Frente a esto hemos sido testigos de dos hechos esperanzadores: la realización del Sínodo para la Amazonia y la posterior divulgación de la exhortación del Papa Francisco “Querida Amazonia” en cuyas declaraciones finales se afirma que los proyectos que destruyen la Casa Común, son “Un crimen” y “Un pecado Ecológico” y por ende deben ser juzgados como tales por sociedad, como por la Iglesia.
Un segundo hecho esperanzador es la firma del Acuerdo de Escazú (marzo de 2018 sobre “Justicia Ambiental”) de vital importancia para nuestra región ya que se fundamenta en el Principio 10 de la Declaración de Río sobre el Medio Ambiente y el Desarrollo de 1992 -el primer acuerdo en materia ambiental que tendría un carácter vinculante y de obligatorio cumplimiento para los Estados parte-. Tratado, que tiene por objeto luchar contra la desigualdad y la discriminación, así como garantizar los derechos de todas las personas a un medio ambiente sano y al desarrollo sostenible, dedicando especial atención a las personas y grupos en situación de vulnerabilidad y colocando la igualdad en el centro del desarrollo sostenible.
El Acuerdo vuelve obligatorio para los Estados Garantizar los Derechos de Acceso a:
Reconocer la existencia de los defensores y defensoras ambientales y a tomar todas las medidas necesarias para proteger sus vidas, su aporte a la sociedad y a la humanidad, avanzando así en el cese a la criminalización, persecución, intimidación, difamación, judicialización y asesinatos, volviendo acercando así la justicia ambiental a ser cada vez más una realidad que una mar aspiración.
Garantizar la participación ciudadana en la toma de decisiones sobre asuntos ambientales y que sus decisiones sean tomadas en cuenta, poniendo así un freno a la corrupción y complicidad estatal promovida por este sector.
Acceso a la justicia ambiental, que hasta hoy sigue siendo una deuda histórica de los Estados para con sus pueblos, lo que implicaría que estos deberán fortalecer sus legislaciones y sus órganos operadores de Justicia para garantizar que las empresas no continúen gozando de la impunidad por los crímenes cometidos, sino, que además de ser condenadas por los mismos, se obliguen la justa reparación a las víctimas por los impactos de sus crímenes.
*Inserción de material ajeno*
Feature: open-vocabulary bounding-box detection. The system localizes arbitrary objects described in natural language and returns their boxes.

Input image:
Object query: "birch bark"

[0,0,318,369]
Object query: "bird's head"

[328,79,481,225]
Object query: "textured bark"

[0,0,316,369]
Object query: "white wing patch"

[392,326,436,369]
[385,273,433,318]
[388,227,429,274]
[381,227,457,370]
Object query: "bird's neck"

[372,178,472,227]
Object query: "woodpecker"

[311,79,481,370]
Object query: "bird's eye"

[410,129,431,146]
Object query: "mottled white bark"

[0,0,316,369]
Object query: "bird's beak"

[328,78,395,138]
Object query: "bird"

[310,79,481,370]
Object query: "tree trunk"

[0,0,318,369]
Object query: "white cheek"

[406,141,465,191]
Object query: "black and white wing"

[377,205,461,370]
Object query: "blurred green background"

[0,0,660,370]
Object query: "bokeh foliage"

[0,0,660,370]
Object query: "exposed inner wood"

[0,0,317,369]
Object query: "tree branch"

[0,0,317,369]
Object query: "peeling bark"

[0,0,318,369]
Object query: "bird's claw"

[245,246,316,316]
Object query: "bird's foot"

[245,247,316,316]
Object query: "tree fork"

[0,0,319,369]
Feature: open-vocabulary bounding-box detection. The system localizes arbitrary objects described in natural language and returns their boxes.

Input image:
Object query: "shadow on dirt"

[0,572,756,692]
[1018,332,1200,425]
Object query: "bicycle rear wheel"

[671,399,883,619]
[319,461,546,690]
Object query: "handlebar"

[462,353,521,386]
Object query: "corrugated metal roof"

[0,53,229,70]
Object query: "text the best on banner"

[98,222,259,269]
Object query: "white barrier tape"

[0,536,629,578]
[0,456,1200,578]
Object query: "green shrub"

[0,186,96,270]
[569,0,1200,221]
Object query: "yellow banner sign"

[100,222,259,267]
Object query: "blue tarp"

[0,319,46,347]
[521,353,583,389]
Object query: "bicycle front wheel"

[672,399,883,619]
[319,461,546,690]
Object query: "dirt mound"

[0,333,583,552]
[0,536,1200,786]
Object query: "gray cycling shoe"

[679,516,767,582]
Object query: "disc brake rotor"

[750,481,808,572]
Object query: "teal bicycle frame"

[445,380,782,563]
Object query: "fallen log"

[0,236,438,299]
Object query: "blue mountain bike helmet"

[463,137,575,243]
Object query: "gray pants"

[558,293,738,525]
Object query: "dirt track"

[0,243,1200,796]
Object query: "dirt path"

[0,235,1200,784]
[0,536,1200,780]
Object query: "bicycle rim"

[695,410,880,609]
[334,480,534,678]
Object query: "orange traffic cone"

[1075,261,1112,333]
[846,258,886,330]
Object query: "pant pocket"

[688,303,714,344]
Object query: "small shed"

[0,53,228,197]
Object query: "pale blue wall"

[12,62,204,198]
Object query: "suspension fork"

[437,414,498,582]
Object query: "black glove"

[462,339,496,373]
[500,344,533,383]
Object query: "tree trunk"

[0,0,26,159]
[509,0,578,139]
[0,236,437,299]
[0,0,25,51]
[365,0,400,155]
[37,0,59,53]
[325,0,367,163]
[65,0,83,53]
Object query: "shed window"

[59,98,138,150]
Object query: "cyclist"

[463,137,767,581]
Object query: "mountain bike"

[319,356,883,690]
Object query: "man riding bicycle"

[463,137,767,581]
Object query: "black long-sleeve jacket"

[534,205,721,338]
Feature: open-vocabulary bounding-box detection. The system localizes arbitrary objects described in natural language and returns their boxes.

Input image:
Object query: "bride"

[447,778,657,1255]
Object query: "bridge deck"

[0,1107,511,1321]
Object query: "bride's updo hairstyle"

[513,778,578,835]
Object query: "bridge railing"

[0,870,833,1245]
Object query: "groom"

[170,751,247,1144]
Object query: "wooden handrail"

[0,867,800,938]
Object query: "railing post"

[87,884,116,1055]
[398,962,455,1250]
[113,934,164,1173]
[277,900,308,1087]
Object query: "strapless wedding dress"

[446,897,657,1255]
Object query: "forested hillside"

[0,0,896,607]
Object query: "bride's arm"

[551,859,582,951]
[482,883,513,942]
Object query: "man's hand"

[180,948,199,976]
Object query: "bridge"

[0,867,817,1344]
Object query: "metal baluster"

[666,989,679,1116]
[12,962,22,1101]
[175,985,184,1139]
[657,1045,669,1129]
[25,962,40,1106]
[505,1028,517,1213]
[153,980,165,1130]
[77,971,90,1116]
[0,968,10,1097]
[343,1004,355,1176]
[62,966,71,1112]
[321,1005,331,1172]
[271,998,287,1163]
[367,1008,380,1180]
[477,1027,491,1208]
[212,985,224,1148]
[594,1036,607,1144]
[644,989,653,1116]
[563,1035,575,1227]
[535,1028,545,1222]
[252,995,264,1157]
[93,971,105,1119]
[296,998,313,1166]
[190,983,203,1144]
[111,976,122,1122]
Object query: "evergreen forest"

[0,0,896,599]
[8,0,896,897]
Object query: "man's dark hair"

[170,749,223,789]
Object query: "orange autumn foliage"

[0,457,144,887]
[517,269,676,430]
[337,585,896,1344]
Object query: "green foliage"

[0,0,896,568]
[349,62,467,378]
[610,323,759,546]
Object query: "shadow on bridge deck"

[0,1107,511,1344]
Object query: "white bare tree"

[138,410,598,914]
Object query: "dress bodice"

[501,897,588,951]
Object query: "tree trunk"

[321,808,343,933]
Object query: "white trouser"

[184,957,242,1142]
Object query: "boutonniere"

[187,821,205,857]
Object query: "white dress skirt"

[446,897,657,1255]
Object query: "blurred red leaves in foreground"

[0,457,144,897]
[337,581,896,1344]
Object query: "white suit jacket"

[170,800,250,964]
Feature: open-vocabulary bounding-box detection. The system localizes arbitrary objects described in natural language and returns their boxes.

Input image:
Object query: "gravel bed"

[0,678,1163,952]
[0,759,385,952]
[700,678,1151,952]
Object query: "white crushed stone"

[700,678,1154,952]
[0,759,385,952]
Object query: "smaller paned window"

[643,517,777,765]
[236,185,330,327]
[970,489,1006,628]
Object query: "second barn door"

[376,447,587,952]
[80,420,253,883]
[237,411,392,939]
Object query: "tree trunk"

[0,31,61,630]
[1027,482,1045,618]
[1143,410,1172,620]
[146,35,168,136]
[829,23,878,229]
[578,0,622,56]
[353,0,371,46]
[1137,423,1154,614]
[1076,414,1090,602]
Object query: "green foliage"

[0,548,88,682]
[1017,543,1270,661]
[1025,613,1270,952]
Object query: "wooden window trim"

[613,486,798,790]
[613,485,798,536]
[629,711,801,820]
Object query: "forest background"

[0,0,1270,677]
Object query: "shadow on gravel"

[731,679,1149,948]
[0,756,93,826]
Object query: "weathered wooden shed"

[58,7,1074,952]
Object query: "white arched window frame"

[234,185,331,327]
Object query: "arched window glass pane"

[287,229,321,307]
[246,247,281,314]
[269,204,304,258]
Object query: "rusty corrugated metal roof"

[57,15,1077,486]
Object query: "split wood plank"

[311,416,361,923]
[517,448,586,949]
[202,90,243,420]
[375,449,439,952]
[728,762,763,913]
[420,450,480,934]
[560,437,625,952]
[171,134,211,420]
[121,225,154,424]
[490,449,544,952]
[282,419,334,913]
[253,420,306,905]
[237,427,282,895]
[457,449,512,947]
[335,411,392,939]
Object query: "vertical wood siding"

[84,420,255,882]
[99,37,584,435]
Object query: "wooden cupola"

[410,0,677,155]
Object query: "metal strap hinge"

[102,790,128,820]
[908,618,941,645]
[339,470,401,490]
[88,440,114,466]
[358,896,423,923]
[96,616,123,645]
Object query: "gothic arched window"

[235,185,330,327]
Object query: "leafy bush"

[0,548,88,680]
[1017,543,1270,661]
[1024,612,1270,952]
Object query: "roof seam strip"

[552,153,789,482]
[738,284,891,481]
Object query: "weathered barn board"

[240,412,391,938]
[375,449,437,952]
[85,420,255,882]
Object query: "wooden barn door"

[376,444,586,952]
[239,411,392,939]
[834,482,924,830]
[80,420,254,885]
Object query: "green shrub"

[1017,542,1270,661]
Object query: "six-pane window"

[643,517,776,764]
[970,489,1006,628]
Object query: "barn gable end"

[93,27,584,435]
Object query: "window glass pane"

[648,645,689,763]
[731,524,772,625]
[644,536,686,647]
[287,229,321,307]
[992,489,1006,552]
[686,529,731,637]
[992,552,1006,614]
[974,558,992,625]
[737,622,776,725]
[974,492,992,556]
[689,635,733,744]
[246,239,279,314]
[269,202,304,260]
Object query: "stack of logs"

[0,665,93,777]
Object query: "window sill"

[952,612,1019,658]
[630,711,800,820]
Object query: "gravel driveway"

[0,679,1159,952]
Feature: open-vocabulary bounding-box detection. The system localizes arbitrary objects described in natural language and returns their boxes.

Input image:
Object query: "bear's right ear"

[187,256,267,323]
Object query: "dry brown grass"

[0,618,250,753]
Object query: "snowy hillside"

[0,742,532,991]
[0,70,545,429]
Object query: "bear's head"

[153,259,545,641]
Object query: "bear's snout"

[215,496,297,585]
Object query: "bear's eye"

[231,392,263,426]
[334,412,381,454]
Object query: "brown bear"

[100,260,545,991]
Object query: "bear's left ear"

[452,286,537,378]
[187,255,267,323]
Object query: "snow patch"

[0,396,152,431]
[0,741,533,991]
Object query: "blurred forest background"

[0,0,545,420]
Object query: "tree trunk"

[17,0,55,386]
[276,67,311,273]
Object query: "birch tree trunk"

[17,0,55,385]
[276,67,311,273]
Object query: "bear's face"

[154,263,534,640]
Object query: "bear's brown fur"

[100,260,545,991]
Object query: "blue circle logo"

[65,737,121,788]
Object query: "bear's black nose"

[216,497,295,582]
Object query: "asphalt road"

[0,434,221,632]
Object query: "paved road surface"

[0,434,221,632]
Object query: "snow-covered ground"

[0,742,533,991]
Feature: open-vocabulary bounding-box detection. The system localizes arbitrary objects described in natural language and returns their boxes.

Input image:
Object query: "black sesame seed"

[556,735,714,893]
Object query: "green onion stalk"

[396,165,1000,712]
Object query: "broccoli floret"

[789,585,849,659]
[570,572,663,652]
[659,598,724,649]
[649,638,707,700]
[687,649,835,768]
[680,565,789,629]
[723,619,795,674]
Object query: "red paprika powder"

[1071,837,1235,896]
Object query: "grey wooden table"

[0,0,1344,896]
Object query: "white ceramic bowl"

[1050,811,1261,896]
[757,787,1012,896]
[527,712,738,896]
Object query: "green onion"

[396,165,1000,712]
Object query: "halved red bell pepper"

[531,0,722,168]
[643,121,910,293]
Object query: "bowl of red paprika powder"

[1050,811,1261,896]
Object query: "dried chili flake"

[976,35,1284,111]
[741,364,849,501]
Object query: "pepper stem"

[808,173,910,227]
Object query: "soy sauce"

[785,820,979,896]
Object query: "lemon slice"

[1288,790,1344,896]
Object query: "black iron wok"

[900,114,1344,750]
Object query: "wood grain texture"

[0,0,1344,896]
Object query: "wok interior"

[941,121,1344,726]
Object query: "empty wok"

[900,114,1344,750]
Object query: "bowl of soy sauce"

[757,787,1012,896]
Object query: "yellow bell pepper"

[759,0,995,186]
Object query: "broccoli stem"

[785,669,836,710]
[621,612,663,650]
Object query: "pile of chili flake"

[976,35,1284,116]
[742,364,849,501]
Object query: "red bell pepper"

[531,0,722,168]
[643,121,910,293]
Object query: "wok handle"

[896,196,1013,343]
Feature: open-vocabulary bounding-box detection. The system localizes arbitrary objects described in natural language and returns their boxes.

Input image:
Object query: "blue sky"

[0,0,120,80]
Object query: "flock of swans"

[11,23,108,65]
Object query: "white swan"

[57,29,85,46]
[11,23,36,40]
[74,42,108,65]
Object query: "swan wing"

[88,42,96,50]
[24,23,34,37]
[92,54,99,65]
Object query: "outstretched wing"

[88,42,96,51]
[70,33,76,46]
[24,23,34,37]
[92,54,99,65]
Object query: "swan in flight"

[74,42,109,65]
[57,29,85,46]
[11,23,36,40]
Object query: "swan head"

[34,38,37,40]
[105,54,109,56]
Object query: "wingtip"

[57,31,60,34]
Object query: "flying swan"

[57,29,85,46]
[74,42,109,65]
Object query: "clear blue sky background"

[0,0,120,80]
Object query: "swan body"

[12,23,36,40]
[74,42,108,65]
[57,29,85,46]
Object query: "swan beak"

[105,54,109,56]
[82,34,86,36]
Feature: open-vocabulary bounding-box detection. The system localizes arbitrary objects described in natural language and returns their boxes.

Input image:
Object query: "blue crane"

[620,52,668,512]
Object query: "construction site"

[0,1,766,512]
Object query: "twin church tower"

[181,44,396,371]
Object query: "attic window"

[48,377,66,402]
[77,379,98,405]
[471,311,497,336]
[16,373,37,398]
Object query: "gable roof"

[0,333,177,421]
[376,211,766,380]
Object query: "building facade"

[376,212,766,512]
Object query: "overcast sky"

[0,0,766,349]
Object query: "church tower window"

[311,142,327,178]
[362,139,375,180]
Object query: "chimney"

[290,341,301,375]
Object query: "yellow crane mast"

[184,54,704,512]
De igual forma operaría para sus cómplices en las esferas estatales.
El derecho al acceso a la Información Pública en materia ambiental, en un lenguaje comprensible para las comunidades susceptibles de ser afectados o que ya son víctimas de la minería, por tanto, ningún Estado podría declarar la “Secretividad” o “Confidencialidad” de todo lo relacionado con los impactos ambientales generados por los proyectos extractivos, de manera especial por los emprendimientos mineros.
Para que el Acuerdo entre en Vigencia el 26 de septiembre de 2020 se requiere la ratificación del mismo por al menos 11 países, de los cuales hasta la fecha únicamente lo han ratificado nueve (Antigua y Barbuda, Bolivia, Ecuador, Guyana, Nicaragua, Panamá, San Cristóbal y Nieves, San Vicente & granadinas y Uruguay).